Muestras éstas que nada tienen que ver con la esencial razón por la cual se había convocado a la ciudadanía. Utilizando en su beneficio como partido la posición, a mi parecer, nada objetiva de quienes han visto morir a sus seres queridos o siguen pagando las consecuencias de un grupo de radicales que confundieron la defensa de unos legítimos derechos con la imposición de los mismos al calor de las pistolas y las bombas. ¿Existe algo más cruel que manipular la voluntad ajena desde el dolor? ¡No! en mi nombre a dicha manipulación.

Según palabras pronunciadas en el manifiesto leído por Francisco José Alcaraz (presidente de AVT) el pasado sábado, “permitir que este proceso acabe sin vencedores ni vencidos es consentir que los terroristas vuelvan a disparar sobre el cadáver de sus familiares”. Señor Alcaraz, con el debido respeto y en mi modesta opinión, ya hay vencidos y usted los representa. El día que esto concluya, todos seremos los vencedores.

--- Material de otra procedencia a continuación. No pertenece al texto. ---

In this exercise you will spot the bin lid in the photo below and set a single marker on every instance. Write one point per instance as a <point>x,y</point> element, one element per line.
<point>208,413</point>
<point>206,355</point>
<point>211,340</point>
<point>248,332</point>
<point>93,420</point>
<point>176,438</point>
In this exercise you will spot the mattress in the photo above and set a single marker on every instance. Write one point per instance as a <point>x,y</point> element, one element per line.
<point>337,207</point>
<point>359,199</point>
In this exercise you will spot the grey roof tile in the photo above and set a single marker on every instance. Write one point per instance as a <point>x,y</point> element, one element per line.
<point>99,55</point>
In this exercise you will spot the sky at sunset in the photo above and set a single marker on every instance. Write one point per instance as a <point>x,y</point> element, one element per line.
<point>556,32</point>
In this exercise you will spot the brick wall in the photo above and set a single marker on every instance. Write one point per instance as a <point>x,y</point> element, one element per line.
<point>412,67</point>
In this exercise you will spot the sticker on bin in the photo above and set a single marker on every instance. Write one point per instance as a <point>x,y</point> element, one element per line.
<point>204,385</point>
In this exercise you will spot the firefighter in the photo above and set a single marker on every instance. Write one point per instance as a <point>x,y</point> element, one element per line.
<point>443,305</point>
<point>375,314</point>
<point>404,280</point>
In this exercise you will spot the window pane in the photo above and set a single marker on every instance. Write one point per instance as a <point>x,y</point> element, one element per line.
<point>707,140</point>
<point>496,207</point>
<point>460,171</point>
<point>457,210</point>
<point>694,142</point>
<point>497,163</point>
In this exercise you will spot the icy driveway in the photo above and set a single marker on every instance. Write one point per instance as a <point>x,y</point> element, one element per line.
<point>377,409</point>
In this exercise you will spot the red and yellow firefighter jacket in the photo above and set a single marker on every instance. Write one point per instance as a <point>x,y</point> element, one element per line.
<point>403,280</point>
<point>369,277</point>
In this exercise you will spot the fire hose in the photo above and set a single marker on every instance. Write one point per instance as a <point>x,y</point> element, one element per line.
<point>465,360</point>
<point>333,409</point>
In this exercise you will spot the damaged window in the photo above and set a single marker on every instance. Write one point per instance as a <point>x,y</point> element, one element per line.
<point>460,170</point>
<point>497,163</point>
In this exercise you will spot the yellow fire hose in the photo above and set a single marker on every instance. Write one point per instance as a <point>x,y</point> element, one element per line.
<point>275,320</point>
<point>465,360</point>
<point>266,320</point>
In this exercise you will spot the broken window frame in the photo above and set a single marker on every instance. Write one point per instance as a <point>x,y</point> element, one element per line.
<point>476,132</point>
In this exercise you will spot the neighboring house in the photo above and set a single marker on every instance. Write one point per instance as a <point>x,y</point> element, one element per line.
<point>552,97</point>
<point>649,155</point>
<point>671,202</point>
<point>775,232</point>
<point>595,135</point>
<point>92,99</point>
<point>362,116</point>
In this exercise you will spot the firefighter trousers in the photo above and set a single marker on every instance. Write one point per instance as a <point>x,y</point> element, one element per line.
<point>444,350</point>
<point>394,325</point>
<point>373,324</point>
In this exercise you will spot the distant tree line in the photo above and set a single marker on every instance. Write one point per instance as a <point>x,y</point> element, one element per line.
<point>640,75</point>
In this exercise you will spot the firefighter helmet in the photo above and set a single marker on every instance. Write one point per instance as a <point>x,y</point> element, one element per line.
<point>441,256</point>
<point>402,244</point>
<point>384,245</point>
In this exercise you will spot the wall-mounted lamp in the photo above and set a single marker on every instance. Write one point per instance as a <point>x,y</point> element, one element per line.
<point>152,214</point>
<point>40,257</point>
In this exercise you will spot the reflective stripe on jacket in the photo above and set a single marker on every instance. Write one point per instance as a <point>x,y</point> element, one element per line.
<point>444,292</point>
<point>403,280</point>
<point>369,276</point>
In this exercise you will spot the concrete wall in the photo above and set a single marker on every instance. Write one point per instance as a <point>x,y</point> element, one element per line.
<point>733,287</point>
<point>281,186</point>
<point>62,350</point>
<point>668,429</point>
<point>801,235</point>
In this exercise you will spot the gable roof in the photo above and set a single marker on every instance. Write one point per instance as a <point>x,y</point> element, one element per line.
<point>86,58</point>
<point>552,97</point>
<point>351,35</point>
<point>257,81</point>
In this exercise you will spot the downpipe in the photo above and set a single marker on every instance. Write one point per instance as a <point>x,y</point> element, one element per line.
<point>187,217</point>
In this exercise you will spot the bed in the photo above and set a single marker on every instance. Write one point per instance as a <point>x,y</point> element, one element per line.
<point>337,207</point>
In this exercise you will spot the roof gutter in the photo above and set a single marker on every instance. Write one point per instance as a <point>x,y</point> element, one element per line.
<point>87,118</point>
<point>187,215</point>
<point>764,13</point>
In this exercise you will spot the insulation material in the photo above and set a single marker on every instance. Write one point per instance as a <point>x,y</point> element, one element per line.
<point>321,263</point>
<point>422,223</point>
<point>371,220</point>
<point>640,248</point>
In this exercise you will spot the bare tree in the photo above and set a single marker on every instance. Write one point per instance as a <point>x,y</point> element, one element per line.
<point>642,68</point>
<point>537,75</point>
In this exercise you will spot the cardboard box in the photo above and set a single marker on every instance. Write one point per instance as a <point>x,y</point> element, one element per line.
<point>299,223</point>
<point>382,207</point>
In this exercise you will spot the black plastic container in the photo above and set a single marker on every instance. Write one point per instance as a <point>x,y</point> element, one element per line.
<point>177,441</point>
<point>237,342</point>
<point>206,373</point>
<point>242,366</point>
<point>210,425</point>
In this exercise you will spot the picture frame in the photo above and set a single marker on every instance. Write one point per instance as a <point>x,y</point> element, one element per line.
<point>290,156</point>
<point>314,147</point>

La idea expresada como fundamento para la convocatoria (o la que yo entiendo como tal) es que este gobierno se ha vendido a unos terroristas, en este caso a ETA. Se ha vendido al poner en marcha un proceso de Paz por la vía del dialogo. Se ha vendido al pretender que nadie más entre a formar parte de la asociación convocante. Se ha vendido en su pretensión y creencia de que el único camino hacia el fin de la violencia es acercar posiciones, negociando por la vía diplomática el tan ansiado titular del “Fin de ETA”. ¡Sí! en mi nombre al diálogo como camino a seguir. Hablamos de vidas humanas. ¡Sí! en mi nombre al cumplimiento por parte de los terroristas de las penas íntegras. Hablamos de justicia.

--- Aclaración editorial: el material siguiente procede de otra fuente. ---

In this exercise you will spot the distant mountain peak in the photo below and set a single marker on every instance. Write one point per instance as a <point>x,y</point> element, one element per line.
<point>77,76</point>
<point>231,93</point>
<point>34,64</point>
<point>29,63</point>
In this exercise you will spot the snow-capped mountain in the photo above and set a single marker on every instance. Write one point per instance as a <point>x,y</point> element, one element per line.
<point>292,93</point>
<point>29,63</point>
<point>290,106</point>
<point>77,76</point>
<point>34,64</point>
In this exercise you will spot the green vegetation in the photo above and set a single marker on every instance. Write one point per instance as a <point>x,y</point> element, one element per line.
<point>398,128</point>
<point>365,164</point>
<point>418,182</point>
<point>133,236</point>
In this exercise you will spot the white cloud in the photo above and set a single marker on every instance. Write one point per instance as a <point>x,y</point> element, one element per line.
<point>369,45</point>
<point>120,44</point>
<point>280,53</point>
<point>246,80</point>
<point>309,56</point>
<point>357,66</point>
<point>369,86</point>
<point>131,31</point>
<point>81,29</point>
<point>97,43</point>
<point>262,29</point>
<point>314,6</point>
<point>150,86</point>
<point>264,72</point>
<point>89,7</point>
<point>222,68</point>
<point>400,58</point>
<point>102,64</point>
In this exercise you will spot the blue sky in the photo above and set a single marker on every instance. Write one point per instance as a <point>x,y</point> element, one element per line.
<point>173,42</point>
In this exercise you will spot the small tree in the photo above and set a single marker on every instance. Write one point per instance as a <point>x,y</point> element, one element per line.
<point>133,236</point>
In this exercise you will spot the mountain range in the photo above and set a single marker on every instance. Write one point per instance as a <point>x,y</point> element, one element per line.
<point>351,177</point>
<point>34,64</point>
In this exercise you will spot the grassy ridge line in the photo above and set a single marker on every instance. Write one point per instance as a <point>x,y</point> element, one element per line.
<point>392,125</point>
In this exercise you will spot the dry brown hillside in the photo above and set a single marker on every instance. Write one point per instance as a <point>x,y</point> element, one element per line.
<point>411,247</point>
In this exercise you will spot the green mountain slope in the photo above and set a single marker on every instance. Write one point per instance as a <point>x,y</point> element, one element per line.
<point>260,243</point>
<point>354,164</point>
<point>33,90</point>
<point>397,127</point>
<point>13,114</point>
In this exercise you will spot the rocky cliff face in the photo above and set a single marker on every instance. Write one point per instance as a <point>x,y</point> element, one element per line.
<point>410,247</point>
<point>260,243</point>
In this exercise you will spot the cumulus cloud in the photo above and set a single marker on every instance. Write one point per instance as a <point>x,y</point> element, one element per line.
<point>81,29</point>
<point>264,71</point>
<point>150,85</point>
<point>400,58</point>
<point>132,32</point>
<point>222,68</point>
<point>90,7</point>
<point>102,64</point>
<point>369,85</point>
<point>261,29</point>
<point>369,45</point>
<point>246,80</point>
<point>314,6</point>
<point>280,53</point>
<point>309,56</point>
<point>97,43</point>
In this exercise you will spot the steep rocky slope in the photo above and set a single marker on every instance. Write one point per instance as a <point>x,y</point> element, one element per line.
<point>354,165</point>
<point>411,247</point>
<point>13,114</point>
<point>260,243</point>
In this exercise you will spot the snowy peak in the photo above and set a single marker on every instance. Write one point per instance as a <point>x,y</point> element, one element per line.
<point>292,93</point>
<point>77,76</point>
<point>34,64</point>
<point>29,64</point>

Decía Felipe González en días pasados, con respecto a las manifestaciones realizadas por Rodríguez Zapatero en relación a la “relativamente cercana” resolución del conflicto, que, por sus años de mandato y la experiencia adquirida en esta cuestión, la prudencia y la cautela son imprescindibles en este asunto, haciendo así un llamamiento a la calma para no crear falsas expectativas a la ciudadanía. Pero a su vez, dejaba una ventana abierta a la esperanza al afirmar que “siempre se está más próximo que antes, pues de lo contrario la historia no circularía”, y creo que tiene toda la razón: solamente se avanza caminando hacia el frente, nunca dando vueltas alrededor o mirando hacia atrás.